Well, now we know that’s not going to happen, for one simple reason: Dale was destroyed by a walker. I’m sure there’s a certain gorehound segment of the viewing population that mostly watches Walking Dead for the zombie attacks, and they weren’t disappointed last night. Carl’s zombie reappeared right as Dale was setting off on his own, and proceeded to play a little game of Operation with Dale’s stomach. The Grimes Gang ran up to save him, but it was too, too late. Daryl Motherf–ing Dixon achieved a rare double-double. First, he killed Carl’s zombie with a knife to the head, earning the week’s Zombie Kill of the Week. Then, he took Rick’s gun away when Ol’ Grimesy once again proved incapable of pulling the trigger, and earned himself the Human Kill of the Week by sending Dale off into the great beyond with a simple, sad farewell: “Sorry, brother.”
Dale’s death can’t help but complicate our understanding of The Walking Dead. If I’ve been ragging too much on the character in this recap, it’s only because I’m joyously dancing on his grave — with him gone, the battle lines in the Grimes Gang have become quite a bit more stark. His death could also indicate that the Mazzara Era of Walking Dead is going to be decidedly more kill-happy than the Darabont Era. (It’s worth pointing out that Jeffrey DeMunn, who played Dale, is a Darabont regular…as is Laurie Holden, come to think of it.) It’s hard to believe that Dale will be the last character to die with two episodes left to go this season.
Even more intriguingly — SPOILERS for people who haven’t read the Dead comics — Dale’s death marks yet another major departure from the source material. Dale was a prominent member of the Dead cast for several of the major story arcs. At this point, it may make more sense to just look at the TV Dead as a completely separate work. (Even the characters who exist in both TV and comic book seem totally different at this point.)

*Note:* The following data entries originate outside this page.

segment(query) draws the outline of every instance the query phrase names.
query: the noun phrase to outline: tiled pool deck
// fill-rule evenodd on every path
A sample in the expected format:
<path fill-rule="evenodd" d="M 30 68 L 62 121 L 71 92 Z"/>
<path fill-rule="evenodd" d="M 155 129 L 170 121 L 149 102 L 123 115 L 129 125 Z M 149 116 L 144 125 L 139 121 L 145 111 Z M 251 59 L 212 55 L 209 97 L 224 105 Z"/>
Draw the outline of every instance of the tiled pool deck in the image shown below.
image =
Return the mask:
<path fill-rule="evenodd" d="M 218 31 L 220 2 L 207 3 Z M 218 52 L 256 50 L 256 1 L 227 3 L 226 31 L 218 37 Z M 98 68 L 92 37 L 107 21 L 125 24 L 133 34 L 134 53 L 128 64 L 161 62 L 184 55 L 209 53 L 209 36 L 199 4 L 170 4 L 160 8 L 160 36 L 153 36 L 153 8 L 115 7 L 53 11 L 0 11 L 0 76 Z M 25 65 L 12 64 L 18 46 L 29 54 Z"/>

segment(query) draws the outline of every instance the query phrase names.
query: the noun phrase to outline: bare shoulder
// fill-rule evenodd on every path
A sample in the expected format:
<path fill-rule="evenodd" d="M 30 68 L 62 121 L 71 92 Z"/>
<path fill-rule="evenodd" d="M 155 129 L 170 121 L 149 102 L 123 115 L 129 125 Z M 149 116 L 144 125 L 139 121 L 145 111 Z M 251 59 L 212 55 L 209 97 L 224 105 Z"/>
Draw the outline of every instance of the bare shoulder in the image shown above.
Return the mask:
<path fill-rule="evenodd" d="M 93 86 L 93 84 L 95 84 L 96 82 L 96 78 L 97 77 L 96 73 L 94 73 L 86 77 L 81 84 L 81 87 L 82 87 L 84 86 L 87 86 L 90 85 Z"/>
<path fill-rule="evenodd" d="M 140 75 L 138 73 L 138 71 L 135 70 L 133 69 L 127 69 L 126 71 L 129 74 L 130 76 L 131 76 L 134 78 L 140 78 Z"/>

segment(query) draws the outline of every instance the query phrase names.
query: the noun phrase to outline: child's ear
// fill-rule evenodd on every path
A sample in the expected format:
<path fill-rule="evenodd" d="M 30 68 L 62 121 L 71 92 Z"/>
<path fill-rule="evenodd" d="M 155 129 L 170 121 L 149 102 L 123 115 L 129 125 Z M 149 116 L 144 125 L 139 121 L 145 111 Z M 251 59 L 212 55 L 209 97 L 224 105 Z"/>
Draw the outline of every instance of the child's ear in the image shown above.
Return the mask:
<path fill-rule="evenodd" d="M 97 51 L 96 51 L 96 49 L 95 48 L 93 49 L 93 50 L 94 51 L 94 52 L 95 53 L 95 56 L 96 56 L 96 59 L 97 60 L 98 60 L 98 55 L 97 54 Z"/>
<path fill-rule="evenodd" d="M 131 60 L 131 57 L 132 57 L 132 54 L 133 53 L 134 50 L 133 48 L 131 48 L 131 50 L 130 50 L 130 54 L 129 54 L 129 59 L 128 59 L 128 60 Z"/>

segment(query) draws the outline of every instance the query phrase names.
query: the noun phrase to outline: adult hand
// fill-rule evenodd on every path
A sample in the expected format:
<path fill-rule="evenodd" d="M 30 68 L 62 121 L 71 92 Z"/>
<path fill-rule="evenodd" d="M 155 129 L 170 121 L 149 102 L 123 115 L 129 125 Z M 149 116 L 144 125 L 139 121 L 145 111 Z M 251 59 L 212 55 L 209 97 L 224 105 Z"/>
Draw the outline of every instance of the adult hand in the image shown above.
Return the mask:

Fellow viewers, what did you think about the Death of Dale? Were you as happy as I was to see him die in a spectacularly bloody fashion? Who else would you want to kill off? T-Dog? Lori? Hershel’s wacky suicidal step-daughter? And what did you think about the Great Randall Debate? Doesn’t it make more sense to keep him alive as a bargaining chip? Or has a weekend of playing Mass Effect 3 utterly scrambled my moral code? What would you have done in that situation? Don’t worry: Now that Dale is dead, this is officially a judgment-free zone.